The strongest indication that your TV is Internet-ready is the presence of a network socket on the back of your TV set. Usually, this is labeled as ‘LAN’.
Connect the television with a cable via this socket to the identical socket on your router. The other option is to connect the television to the network via ‘WLAN’ (Wireless LAN) / ‘WiFi’.
To do this, open the menu of your TV set and set the appropriate option. In both cases, make sure that the TV and smartphone are on the same network.
Most TVs that have such a function appear in Nero Streaming Player as a playback device (‘Play to’).
You can also use the DLNA product search to confirm whether your TV is a DLNA certified product: https://spirespark.com/dlna/products/. You can search by manufacturer, product type, or device classes and functions.
The packaging usually only contains references to individual apps and services such as YouTube. This is mainly because the offers are constantly evolving. New services are added, others are discontinued or no longer supported by the TV manufacturer.
Therefore, the providers are relatively sparing with specific information about which apps are currently available. Besides, additional apps can be downloaded from shops based on the iTunes Store and Android Markets.
Some apps are chargeable. Others are free. On some televisions, however, the number of apps only changes when the firmware is updated.

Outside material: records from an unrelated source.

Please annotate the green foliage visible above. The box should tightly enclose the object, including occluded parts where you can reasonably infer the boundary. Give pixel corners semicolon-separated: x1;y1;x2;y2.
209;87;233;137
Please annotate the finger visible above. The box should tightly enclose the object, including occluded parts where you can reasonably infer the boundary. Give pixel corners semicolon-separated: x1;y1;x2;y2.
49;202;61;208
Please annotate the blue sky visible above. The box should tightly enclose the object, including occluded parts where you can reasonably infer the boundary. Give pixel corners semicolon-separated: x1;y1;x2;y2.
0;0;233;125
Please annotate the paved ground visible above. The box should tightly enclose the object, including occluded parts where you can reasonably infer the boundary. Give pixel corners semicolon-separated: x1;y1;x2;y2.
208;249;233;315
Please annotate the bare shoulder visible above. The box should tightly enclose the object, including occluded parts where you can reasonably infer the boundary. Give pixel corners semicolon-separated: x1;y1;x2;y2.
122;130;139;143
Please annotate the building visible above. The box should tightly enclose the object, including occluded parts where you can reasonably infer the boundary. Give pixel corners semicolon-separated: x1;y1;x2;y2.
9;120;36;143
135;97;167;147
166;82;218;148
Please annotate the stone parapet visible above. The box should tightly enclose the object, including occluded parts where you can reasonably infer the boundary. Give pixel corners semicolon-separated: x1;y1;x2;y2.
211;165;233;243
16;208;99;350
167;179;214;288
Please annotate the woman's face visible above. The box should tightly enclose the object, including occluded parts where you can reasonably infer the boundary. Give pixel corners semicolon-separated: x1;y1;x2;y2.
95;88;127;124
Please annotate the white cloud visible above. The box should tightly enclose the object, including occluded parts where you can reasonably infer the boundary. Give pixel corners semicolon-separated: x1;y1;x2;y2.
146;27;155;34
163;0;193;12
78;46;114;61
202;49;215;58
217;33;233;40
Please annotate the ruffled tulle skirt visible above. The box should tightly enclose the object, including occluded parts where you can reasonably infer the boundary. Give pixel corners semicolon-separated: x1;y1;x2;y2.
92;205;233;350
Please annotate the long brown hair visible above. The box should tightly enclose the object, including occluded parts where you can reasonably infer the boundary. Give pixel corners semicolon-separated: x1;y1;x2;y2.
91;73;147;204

Various logos and names can tell whether television is Smart TV-capable: Samsung, for example, uses the term “Smart TV” directly, with the actual user interface being referred to as “Smart Hub.”
It offers a rich collection of apps as well as a fully functional web browser, including Flash.
Panasonic, Sony, and LG
At Panasonic, pay attention to the note “Viera Cast”. Sony televisions are now almost all “smart”, here “Bravia Internet Widgets” refers to the ability.

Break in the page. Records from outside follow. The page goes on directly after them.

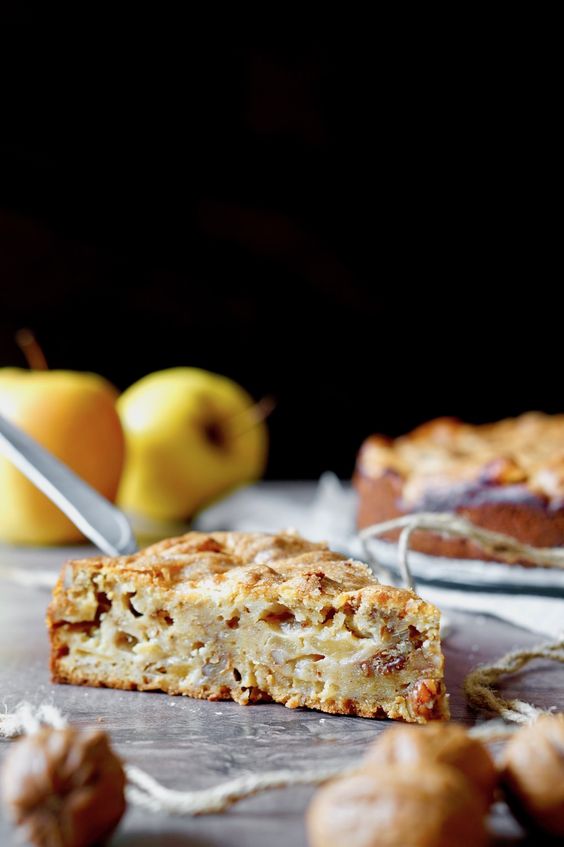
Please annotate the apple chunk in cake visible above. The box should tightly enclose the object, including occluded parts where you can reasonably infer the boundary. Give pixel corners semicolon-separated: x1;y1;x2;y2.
48;532;448;723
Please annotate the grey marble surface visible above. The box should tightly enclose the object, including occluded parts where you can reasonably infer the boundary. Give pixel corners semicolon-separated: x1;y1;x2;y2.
0;490;564;847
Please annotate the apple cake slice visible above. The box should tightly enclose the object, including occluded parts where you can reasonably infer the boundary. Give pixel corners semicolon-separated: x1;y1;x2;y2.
48;532;448;723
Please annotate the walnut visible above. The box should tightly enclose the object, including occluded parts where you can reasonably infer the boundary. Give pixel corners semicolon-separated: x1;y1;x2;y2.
307;763;488;847
363;724;498;806
501;715;564;836
1;728;125;847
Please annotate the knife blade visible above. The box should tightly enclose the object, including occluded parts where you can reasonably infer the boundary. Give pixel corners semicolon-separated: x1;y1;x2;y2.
0;415;137;556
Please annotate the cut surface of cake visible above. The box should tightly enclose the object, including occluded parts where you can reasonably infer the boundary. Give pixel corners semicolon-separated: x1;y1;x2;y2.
47;532;448;723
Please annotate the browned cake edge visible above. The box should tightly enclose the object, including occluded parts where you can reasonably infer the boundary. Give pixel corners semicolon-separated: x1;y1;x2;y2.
353;464;564;565
46;537;450;723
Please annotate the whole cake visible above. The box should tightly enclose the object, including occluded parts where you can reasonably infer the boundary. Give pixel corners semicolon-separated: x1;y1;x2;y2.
355;412;564;559
48;532;448;723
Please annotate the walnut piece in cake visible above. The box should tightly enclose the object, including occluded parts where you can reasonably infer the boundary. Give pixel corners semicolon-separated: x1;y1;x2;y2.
48;532;448;723
355;412;564;561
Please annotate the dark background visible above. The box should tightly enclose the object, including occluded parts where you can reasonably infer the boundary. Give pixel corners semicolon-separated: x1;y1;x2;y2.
0;43;564;478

Smart LG televisions today usually bear the “Smart TV” logo and allow apps to be reloaded easily via an integrated shop. Simpler models have a “Netcast” logo and have to make do with a reduced range of features, bringing Maxdome, Skype, YouTube, Picasa, and a weather app under one roof.
Philips and Loewe
You can recognize Philips televisions with Internet applications by the “Net TV” logo. Sharp marks its Internet-enabled models with the label “Aquos Net +”. At Loewe, it is helpful to take a look at the datasheets.

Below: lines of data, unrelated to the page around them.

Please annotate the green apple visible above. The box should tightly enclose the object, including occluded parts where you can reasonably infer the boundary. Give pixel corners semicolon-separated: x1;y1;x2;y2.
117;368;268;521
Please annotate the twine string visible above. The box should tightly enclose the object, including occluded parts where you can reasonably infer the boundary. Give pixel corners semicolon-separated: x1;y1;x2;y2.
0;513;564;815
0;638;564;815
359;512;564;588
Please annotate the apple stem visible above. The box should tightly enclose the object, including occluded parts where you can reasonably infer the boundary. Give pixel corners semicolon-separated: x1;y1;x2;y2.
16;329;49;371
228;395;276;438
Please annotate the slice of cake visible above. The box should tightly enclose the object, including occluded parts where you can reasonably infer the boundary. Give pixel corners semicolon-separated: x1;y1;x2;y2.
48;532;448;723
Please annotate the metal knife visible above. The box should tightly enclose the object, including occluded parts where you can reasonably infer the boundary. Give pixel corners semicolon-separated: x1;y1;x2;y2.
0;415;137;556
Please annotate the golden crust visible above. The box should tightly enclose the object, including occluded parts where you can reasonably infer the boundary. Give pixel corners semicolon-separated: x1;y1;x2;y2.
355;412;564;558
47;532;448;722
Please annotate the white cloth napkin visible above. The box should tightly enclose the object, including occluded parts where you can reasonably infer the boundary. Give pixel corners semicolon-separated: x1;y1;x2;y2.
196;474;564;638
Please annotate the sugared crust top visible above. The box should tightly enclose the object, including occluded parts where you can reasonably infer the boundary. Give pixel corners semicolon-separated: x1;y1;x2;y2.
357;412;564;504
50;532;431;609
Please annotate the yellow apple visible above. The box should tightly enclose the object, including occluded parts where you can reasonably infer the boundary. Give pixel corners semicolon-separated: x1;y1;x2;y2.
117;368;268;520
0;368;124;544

Many televisions show their extended media functions, including Internet under the term “Media +,” but only the better models (for example, with the “DR +” option) also have a web browser and HbbTV (see box ) to offer.
Is my TV old if my smart TV apps are slow?
Anyone who has connected their television to the Internet and often uses pre-installed apps such as Netflix, the ARD, and ZDF media libraries or Amazon Video will quickly notice the old devices. As a rule, new versions of the operating systems are released every year.
Older versions are no longer necessarily supplied with app updates. Samsung has been using its Tizen operating system for many televisions since 2015, and the apps are optimized accordingly.
If you only take the smart functions as a benchmark, television could be considered out of date after 4 or 5 years. However, the image quality of the devices is still good, and with steaming sticks, you can easily upgrade current and smooth running apps at any time for just under 30 dollars.
The Smart Hub on older devices is very sluggish today, there are only a few apps left, and they start very slowly – also because the processors in the TV are no longer up to date.
The same applies here. If fast apps are essential to you, then you should get a more up-to-date model. If it doesn’t bother you and the apps still work, even older models still do.